The only remaining abortion clinic in Mississippi will be forced to close in January if a new state law regulating physicians goes into effect.
The law, passed by Republican state lawmakers earlier this year, would require all abortion physicians to be board-certified OB-GYNs and have admitting privileges to a local hospital. The two doctors who perform the majority of abortion procedures at the Jackson Women's Health Organization--the only clinic in the state--are board-certified, but were denied admitting privileges after a months-long effort to obtain them, Reuters reports.
On Wednesday, the Center for Reproductive Rights renewed its court motion (on behalf of the clinic) for a federal judge to prevent state officials from enforcing the law. The Center calls its case "a Constitutional challenge to the medically unjustified requirements that were enacted in an attempt to make Mississippi 'abortion-free.'"
Mississippi has some of the country's strictest abortion laws, and one of the lowest abortion rates. But it also leads the nation with the highest teen pregnancy rate--what some are calling an epidemic.

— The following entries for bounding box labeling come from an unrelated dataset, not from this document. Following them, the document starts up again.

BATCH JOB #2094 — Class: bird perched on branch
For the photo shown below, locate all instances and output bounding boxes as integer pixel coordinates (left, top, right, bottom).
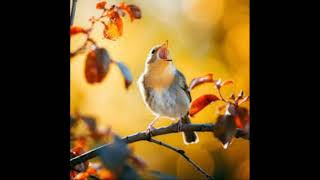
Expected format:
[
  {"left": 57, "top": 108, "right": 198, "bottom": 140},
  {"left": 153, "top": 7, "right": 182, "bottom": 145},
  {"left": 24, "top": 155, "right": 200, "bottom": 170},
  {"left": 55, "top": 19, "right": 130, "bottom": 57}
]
[{"left": 138, "top": 41, "right": 199, "bottom": 144}]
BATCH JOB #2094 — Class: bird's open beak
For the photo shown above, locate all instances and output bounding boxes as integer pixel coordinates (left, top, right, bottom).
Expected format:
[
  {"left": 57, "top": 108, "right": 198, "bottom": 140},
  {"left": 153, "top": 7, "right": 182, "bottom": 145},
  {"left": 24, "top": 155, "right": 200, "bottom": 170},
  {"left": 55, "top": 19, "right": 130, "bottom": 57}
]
[{"left": 159, "top": 40, "right": 172, "bottom": 61}]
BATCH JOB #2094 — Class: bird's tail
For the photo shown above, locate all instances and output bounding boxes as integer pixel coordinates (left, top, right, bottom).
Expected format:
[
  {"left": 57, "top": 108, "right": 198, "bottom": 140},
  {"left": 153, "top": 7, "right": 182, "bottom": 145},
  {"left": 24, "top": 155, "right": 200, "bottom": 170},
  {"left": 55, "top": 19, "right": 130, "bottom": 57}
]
[{"left": 181, "top": 114, "right": 199, "bottom": 144}]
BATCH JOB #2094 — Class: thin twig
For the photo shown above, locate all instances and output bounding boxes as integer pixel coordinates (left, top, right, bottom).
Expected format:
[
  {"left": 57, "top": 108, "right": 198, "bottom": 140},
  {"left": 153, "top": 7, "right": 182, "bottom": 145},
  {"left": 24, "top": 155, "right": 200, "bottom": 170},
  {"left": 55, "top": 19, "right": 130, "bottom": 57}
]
[
  {"left": 148, "top": 138, "right": 214, "bottom": 180},
  {"left": 70, "top": 124, "right": 249, "bottom": 167},
  {"left": 70, "top": 0, "right": 78, "bottom": 26}
]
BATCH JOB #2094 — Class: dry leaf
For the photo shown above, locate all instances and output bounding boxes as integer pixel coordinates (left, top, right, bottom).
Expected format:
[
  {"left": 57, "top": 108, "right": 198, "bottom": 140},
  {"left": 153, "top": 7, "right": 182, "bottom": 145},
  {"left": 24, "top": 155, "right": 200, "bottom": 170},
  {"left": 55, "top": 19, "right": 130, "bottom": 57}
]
[
  {"left": 119, "top": 3, "right": 141, "bottom": 21},
  {"left": 85, "top": 48, "right": 111, "bottom": 84},
  {"left": 189, "top": 94, "right": 220, "bottom": 116},
  {"left": 102, "top": 9, "right": 123, "bottom": 40},
  {"left": 238, "top": 96, "right": 249, "bottom": 105},
  {"left": 213, "top": 104, "right": 237, "bottom": 149},
  {"left": 70, "top": 26, "right": 87, "bottom": 36},
  {"left": 96, "top": 1, "right": 107, "bottom": 9},
  {"left": 116, "top": 62, "right": 132, "bottom": 89},
  {"left": 189, "top": 73, "right": 214, "bottom": 91},
  {"left": 221, "top": 80, "right": 233, "bottom": 87}
]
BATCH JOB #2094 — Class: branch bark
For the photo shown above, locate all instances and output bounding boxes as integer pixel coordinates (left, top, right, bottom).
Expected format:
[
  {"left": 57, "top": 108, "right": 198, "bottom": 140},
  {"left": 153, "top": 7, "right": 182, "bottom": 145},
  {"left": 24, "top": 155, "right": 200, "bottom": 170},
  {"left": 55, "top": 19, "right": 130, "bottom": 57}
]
[
  {"left": 148, "top": 138, "right": 214, "bottom": 180},
  {"left": 70, "top": 123, "right": 249, "bottom": 168}
]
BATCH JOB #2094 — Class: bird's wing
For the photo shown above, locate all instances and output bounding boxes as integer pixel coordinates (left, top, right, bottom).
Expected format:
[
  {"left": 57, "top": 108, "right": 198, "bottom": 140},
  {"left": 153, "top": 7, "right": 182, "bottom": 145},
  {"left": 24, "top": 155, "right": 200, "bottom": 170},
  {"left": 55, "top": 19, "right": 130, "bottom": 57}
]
[{"left": 175, "top": 70, "right": 191, "bottom": 102}]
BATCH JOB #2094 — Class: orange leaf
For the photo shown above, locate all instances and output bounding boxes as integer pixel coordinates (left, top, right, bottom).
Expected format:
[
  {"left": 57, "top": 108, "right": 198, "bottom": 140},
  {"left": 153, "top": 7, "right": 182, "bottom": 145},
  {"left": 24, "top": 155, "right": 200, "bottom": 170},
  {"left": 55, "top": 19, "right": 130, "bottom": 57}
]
[
  {"left": 238, "top": 96, "right": 249, "bottom": 105},
  {"left": 70, "top": 26, "right": 87, "bottom": 36},
  {"left": 116, "top": 62, "right": 133, "bottom": 89},
  {"left": 86, "top": 167, "right": 97, "bottom": 175},
  {"left": 103, "top": 10, "right": 123, "bottom": 40},
  {"left": 85, "top": 48, "right": 111, "bottom": 84},
  {"left": 221, "top": 80, "right": 233, "bottom": 87},
  {"left": 189, "top": 73, "right": 213, "bottom": 91},
  {"left": 119, "top": 3, "right": 141, "bottom": 21},
  {"left": 96, "top": 1, "right": 107, "bottom": 9},
  {"left": 234, "top": 116, "right": 243, "bottom": 129},
  {"left": 74, "top": 172, "right": 89, "bottom": 180},
  {"left": 189, "top": 94, "right": 219, "bottom": 116}
]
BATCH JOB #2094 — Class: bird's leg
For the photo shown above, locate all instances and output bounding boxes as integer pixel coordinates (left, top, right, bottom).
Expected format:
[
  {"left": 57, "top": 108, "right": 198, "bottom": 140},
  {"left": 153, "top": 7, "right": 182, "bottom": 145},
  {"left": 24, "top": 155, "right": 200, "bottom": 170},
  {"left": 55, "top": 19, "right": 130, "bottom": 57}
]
[
  {"left": 147, "top": 115, "right": 160, "bottom": 135},
  {"left": 177, "top": 118, "right": 183, "bottom": 132}
]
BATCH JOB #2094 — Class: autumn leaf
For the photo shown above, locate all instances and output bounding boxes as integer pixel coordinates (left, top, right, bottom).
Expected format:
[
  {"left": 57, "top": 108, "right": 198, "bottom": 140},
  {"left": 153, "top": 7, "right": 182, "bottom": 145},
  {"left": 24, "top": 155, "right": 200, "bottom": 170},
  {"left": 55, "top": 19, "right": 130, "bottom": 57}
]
[
  {"left": 119, "top": 3, "right": 141, "bottom": 21},
  {"left": 189, "top": 73, "right": 214, "bottom": 91},
  {"left": 85, "top": 48, "right": 111, "bottom": 84},
  {"left": 229, "top": 93, "right": 236, "bottom": 100},
  {"left": 70, "top": 26, "right": 87, "bottom": 36},
  {"left": 235, "top": 107, "right": 250, "bottom": 129},
  {"left": 238, "top": 96, "right": 249, "bottom": 105},
  {"left": 101, "top": 10, "right": 123, "bottom": 40},
  {"left": 213, "top": 104, "right": 249, "bottom": 149},
  {"left": 213, "top": 104, "right": 237, "bottom": 149},
  {"left": 116, "top": 62, "right": 133, "bottom": 89},
  {"left": 221, "top": 80, "right": 233, "bottom": 87},
  {"left": 74, "top": 172, "right": 89, "bottom": 180},
  {"left": 189, "top": 94, "right": 220, "bottom": 116},
  {"left": 96, "top": 1, "right": 107, "bottom": 9}
]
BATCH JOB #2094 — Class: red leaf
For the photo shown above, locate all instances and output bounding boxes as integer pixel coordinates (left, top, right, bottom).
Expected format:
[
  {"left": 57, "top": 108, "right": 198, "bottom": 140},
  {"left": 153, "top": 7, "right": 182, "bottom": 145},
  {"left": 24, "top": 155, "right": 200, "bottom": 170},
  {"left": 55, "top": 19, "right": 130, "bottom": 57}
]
[
  {"left": 74, "top": 172, "right": 89, "bottom": 180},
  {"left": 96, "top": 1, "right": 107, "bottom": 9},
  {"left": 189, "top": 94, "right": 220, "bottom": 116},
  {"left": 70, "top": 26, "right": 87, "bottom": 36},
  {"left": 119, "top": 3, "right": 141, "bottom": 21},
  {"left": 116, "top": 62, "right": 132, "bottom": 89},
  {"left": 234, "top": 116, "right": 243, "bottom": 129},
  {"left": 189, "top": 73, "right": 214, "bottom": 91},
  {"left": 221, "top": 80, "right": 233, "bottom": 87},
  {"left": 229, "top": 93, "right": 236, "bottom": 100},
  {"left": 238, "top": 96, "right": 249, "bottom": 105},
  {"left": 213, "top": 114, "right": 237, "bottom": 149},
  {"left": 85, "top": 48, "right": 111, "bottom": 84},
  {"left": 102, "top": 9, "right": 123, "bottom": 40}
]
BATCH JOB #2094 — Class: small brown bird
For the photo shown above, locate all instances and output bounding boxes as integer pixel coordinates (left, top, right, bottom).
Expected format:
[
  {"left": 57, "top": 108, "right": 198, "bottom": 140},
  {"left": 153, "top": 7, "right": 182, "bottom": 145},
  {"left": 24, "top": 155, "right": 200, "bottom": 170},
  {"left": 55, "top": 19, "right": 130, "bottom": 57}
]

Though advocates say the law is designed to protect women's health, it's likely to close the clinic's doors. Clinic owner Diane Derzis told Reuters she sent applications on behalf of all the Jackson physicians to every hospital within a 30-mile radius. All of the hospitals ultimately rejected the requests or refused to even consider them, she said.

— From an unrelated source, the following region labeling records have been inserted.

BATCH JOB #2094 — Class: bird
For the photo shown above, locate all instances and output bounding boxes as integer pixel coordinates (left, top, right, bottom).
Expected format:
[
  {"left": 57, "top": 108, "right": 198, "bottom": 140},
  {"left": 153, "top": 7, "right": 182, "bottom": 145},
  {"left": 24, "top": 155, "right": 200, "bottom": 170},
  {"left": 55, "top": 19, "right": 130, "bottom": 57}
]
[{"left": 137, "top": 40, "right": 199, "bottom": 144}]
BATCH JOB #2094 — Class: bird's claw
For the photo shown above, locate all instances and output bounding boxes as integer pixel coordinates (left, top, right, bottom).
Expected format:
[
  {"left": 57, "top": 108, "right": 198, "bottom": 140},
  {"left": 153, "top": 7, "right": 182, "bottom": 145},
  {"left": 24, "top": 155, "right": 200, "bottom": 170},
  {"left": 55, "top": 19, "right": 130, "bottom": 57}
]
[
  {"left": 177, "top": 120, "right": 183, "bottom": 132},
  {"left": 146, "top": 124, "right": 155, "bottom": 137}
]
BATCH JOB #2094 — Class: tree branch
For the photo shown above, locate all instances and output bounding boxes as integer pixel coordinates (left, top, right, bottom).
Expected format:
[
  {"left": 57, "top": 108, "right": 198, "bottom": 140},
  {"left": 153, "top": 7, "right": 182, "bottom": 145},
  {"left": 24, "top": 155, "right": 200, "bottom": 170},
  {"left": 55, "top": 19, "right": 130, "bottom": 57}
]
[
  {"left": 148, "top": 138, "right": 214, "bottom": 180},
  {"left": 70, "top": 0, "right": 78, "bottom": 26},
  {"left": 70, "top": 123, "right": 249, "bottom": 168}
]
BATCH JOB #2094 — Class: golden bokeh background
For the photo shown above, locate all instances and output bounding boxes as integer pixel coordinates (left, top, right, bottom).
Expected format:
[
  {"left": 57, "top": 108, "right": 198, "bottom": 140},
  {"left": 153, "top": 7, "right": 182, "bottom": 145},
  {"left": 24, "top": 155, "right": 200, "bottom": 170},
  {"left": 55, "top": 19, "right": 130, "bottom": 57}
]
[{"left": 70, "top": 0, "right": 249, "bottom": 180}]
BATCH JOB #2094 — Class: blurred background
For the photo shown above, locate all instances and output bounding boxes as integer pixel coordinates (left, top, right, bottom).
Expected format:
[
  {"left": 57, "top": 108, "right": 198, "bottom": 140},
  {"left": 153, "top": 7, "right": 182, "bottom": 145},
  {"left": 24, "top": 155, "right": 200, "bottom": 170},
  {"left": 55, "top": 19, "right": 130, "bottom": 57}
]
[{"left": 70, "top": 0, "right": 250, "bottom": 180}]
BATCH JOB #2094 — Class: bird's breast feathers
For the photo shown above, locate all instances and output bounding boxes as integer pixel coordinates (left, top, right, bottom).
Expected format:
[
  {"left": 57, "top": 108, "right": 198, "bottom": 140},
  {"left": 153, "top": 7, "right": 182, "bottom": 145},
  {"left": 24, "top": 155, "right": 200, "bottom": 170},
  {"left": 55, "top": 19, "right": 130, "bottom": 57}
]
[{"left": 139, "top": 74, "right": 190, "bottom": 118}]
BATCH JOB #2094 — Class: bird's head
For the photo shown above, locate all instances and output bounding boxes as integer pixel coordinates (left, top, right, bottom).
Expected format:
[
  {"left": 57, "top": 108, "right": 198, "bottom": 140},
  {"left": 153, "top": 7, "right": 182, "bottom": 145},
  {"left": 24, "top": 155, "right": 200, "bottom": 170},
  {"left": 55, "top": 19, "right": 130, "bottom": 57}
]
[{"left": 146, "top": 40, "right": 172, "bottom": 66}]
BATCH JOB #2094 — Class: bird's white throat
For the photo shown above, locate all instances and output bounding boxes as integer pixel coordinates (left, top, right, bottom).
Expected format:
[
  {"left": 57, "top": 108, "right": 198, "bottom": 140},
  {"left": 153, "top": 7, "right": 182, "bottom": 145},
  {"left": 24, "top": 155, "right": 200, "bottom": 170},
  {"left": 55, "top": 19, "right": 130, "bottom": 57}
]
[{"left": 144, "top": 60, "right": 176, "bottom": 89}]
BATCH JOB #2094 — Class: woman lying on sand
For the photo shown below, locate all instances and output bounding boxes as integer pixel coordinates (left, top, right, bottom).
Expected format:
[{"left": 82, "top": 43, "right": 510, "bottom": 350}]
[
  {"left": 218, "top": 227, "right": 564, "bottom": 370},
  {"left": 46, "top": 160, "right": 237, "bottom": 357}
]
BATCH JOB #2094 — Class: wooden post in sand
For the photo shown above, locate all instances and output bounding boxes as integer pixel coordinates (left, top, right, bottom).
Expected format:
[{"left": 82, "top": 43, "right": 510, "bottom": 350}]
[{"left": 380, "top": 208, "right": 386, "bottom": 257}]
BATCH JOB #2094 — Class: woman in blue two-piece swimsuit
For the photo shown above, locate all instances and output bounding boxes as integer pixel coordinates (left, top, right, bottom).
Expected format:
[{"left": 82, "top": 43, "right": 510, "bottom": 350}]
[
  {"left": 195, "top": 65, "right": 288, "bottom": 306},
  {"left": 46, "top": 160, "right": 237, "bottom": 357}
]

The clinic is preparing for the worst. The main page of its website reads as a help-wanted ad:
Jackson Women's Health Organization is seeking to hire a board-certified or board-eligible OB-GYN with admitting privileges at a Jackson area hospital to perform abortion care at our facility for patients up to 16 weeks in the pregnancy. Candidates must be qualified to perform abortion care up to 16 weeks in the pregnancy as outlined by all regulations governing abortion providers in the State of Mississippi.